I guess we'll never know, because neither are used here!
I really can't say enough about this sandwich. I am in love. This sandwich actually reminds me a lot of a chicken salad or egg salad sandwich, but without the chicken or the egg. It has the same general idea and texture though.
While there isn't any meat in sight, this sandwich packs a whopping 14 grams of protein and loads of healthy fats. Plus, there is almost half of your daily fiber is packed into this one sandwich.
Of course, if you're planning to take this to lunch, you will probably want to leave the avocado mixture off until the last minute so that it doesn't turn color. I haven't experimented with it too much though as a make-ahead, so I can't say for sure either way!
I used the juice of entire lime in my avocado, and found that it was just a little too tangy. I think next time I'll be much more satisfied with just using half.
If you're looking for something with a little spice, try adding some hot sauce (such as Valentina) to the chickpea spread.
Mashed Avocado & Chickpea Sandwich
Servings: 4 • Size: 1 Sandwich • Calories: 306 • Fat: 13.2 g • Carb: 41.7 g • Fiber: 12.1 g • Protein: 14 g • Sugar: 1.6 g • Sodium: 526.7 mg
8 Slices Light Whole Wheat Bread (I use one that's 80 cal. in two slices.)

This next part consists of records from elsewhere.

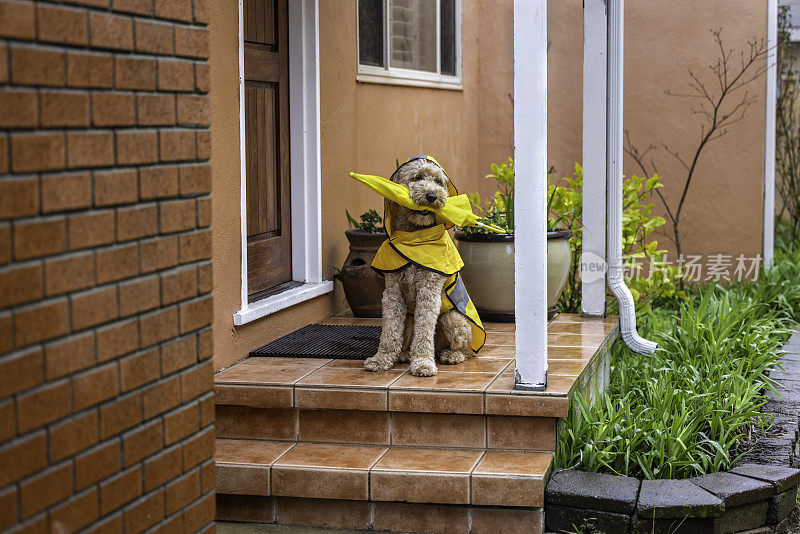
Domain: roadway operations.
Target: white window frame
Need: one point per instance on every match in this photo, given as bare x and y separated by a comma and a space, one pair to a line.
410, 77
305, 167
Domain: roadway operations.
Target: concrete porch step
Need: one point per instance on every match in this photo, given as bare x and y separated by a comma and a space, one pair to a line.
379, 473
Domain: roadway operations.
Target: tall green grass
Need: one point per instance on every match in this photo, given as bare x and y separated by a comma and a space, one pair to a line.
685, 411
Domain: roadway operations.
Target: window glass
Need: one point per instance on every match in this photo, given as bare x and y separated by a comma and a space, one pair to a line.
370, 32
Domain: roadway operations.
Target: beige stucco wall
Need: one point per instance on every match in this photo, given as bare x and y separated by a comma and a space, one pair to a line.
366, 127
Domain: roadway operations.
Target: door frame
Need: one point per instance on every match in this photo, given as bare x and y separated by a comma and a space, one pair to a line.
305, 167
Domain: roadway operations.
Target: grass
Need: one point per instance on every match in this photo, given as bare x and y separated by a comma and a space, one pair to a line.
687, 410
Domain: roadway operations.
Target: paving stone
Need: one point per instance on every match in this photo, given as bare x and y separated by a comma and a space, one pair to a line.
663, 499
781, 477
569, 519
595, 491
781, 505
748, 516
734, 490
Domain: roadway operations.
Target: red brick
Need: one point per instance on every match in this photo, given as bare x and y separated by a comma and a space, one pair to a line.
139, 369
176, 145
44, 405
94, 307
120, 490
76, 513
183, 491
138, 296
191, 42
69, 273
193, 110
117, 263
133, 73
69, 355
73, 435
111, 31
34, 66
195, 246
18, 109
178, 355
120, 415
113, 109
20, 372
37, 152
94, 149
154, 37
41, 237
91, 229
17, 20
137, 147
20, 283
95, 386
41, 322
60, 25
97, 464
156, 109
158, 326
158, 182
161, 468
178, 285
175, 75
137, 222
159, 253
145, 512
66, 192
162, 397
23, 457
117, 339
46, 489
19, 197
90, 70
198, 449
181, 423
195, 179
143, 441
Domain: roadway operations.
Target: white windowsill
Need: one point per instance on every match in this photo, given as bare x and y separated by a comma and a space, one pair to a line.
282, 300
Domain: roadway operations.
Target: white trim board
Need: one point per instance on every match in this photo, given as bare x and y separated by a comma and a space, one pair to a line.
305, 166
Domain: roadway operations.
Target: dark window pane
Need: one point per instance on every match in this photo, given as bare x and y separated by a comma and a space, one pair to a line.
370, 32
447, 17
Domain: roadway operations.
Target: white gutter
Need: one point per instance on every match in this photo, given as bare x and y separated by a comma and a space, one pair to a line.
627, 310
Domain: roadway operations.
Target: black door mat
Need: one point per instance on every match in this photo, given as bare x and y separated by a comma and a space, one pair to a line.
347, 342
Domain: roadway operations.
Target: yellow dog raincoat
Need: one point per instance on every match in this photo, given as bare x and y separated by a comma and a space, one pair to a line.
429, 248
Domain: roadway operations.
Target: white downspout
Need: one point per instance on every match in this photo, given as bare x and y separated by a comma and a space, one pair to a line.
627, 310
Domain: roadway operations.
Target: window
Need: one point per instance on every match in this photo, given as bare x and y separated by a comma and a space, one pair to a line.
410, 42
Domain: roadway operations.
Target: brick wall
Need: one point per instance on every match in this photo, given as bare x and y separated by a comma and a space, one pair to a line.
106, 410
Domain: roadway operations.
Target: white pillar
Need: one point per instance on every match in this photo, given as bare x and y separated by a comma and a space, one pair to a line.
530, 160
595, 38
769, 134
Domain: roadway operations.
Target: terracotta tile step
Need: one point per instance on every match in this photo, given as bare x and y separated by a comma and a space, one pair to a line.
379, 473
405, 429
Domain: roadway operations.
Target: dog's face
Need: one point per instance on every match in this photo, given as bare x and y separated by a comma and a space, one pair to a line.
427, 185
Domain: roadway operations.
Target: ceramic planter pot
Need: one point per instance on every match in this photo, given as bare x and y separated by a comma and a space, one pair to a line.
363, 287
489, 271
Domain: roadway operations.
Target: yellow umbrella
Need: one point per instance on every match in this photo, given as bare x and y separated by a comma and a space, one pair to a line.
456, 211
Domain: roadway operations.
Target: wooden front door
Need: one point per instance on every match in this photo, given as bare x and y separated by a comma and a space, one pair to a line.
266, 97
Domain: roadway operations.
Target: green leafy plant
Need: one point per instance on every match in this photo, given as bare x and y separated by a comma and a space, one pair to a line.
371, 221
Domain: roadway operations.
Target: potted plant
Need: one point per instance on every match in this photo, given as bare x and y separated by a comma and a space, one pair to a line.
489, 258
363, 287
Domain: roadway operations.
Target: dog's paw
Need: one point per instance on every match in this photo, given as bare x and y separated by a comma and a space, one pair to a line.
379, 362
451, 357
423, 367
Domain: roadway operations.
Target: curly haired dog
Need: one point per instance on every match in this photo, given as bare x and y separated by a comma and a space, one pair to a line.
413, 329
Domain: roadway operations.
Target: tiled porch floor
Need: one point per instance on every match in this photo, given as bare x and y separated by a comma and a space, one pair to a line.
483, 385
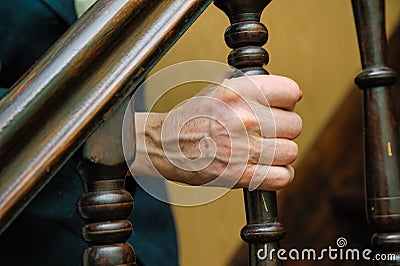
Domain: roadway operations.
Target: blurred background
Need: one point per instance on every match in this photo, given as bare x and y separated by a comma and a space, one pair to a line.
313, 42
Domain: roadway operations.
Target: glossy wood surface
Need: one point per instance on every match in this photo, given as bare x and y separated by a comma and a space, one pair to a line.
53, 108
245, 36
382, 158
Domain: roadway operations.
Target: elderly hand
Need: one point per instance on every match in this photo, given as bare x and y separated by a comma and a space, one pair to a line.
237, 134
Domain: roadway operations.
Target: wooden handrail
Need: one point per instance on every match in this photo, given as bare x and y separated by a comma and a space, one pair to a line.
55, 106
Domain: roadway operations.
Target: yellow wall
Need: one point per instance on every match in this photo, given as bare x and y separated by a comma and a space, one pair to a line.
311, 41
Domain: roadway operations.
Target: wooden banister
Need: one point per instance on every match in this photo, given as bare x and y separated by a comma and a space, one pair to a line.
245, 36
76, 85
381, 141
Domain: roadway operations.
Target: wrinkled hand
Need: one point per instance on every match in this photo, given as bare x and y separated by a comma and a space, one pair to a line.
237, 134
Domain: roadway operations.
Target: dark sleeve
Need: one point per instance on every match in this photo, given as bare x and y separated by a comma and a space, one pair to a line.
27, 29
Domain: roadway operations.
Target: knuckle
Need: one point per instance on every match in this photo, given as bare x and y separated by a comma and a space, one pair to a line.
286, 151
283, 179
294, 89
297, 124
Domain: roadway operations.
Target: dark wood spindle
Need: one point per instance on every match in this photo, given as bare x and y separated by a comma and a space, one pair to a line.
382, 179
105, 205
245, 36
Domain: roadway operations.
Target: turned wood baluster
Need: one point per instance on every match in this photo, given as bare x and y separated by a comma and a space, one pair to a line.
245, 36
105, 205
382, 159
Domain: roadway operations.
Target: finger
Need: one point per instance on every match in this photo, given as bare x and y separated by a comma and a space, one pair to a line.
287, 124
272, 122
268, 90
277, 152
266, 177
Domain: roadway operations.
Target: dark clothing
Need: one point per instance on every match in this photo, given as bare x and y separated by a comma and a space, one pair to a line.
48, 231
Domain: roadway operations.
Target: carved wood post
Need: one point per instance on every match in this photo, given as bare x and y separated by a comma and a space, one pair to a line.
382, 159
245, 36
105, 205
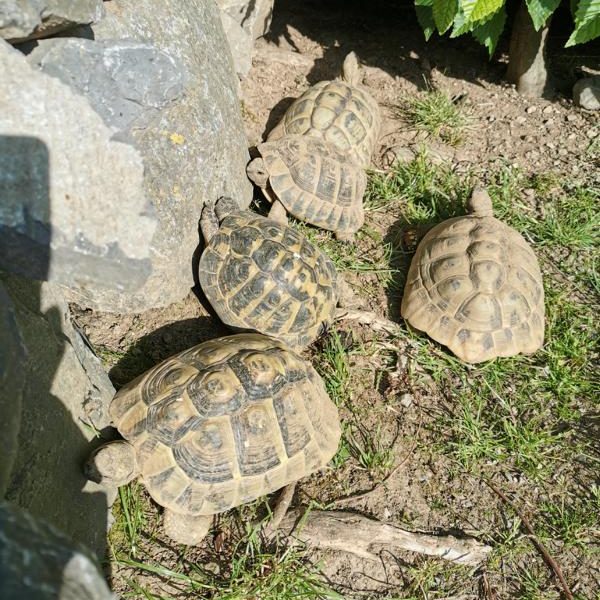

1 (14.5 Oz.) Can Garbanzo Beans, Drained & Rinsed
2 Spreadable Cheese Wedges (Such as Laughing Cow or Sonoma Jack.)
1 Chive, Sliced
1/4 C. Cilantro, Chopped
1 Whole Avocado, Pitted
1/2 - 1 Lime, Juiced
1 C. Baby Spinach Leaves
Salt & Pepper to Taste
Beat the chickpeas, spreadable cheese, green onion and cilantro together in a medium bowl until the garbanzo beans are fairly smashed.
In a small separate bowl, mash together the avocado and lime juice.
Divide the mixtures evenly among the sandwiches and spread the chickpeas over one slice of bread and the avocado over the other.
Top one side of each of the sandwiches with about 1/4 c. of the baby spinach leaves.
Put the sandwich together and slice accordingly to enjoy!